Anyway over the past couple of years I've been keeping a journal which has evolved really into my daily prayer, my daily discussions with God, my struggle to understand what's going on and just a place to put all of these new thoughts down on paper and I'll tell you it's been a huge help. So during today's entry I realized something. I think maybe it's harder for us regular people because we have nobody to turn to. We're not steeped in theology, we're not surrounded by people who have either been through this before or at least have read about it and can perhaps provide some cursory guidance. And as a result of this I think we flounder around in even more obscurity because there is nobody to explain to us what's going on and what we might do about it (which essentially amounts to not much but that's not what this post is about).

And so I thought to myself well maybe I could write that text.
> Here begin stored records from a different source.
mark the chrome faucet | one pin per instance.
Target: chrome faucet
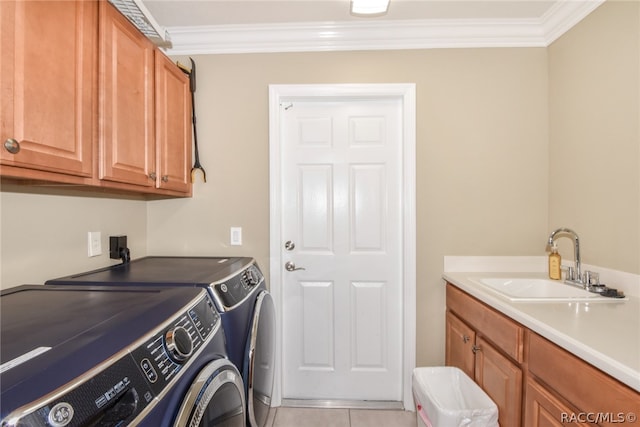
(573, 275)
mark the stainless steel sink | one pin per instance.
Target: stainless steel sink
(529, 289)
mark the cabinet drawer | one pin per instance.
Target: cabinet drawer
(544, 409)
(497, 328)
(585, 386)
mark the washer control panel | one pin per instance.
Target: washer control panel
(163, 355)
(133, 380)
(234, 290)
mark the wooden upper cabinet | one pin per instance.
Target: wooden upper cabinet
(48, 63)
(126, 102)
(173, 125)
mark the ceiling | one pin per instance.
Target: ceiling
(171, 13)
(238, 26)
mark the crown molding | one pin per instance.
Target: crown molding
(380, 35)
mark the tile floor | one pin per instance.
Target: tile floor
(320, 417)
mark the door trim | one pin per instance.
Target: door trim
(406, 92)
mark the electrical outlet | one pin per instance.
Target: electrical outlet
(94, 243)
(236, 236)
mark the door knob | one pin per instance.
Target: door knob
(289, 266)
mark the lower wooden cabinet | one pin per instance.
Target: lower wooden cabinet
(460, 339)
(468, 349)
(534, 382)
(543, 409)
(501, 379)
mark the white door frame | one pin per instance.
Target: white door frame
(279, 94)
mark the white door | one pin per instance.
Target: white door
(342, 214)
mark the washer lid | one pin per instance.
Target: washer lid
(53, 335)
(165, 271)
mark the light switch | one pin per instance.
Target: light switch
(94, 243)
(236, 236)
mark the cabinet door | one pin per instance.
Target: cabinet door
(459, 341)
(501, 380)
(127, 140)
(173, 125)
(48, 85)
(544, 410)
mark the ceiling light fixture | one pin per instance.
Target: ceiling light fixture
(369, 7)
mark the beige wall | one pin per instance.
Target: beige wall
(481, 157)
(482, 162)
(44, 232)
(594, 88)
Maybe I could be that regular person who turns into the one Supreme Spiritual 'Master' out there sitting on the mountaintop in my robe and shaved head who when asked all of the deep and dark questions about the meaning of life by some poor regular girl or guy who is going through this and is groping around in the dark for he or she knows not what, perhaps I can be the one to say "I don't have the first idea what it's all about and I know exactly how you feel and I haven't got any answers for you except to say I know how hard it is and I know how lonely it is and I'm stumbling around in the dark just like the rest of you poor, dumb bastards".

Because that would be the truth.

But maybe that's the help that comes. Maybe the help comes in the form of knowing that there are others like me out there who truly understand because they've been through it also, and they have survived or at least are surviving. Maybe for awhile (or for the rest of this life) that's all some of us ever get, I don't know. But it is an incredibly lonely place and I wish there were people out there close to me who were talking about it.

God asks a lot of us. This I now also know to be true.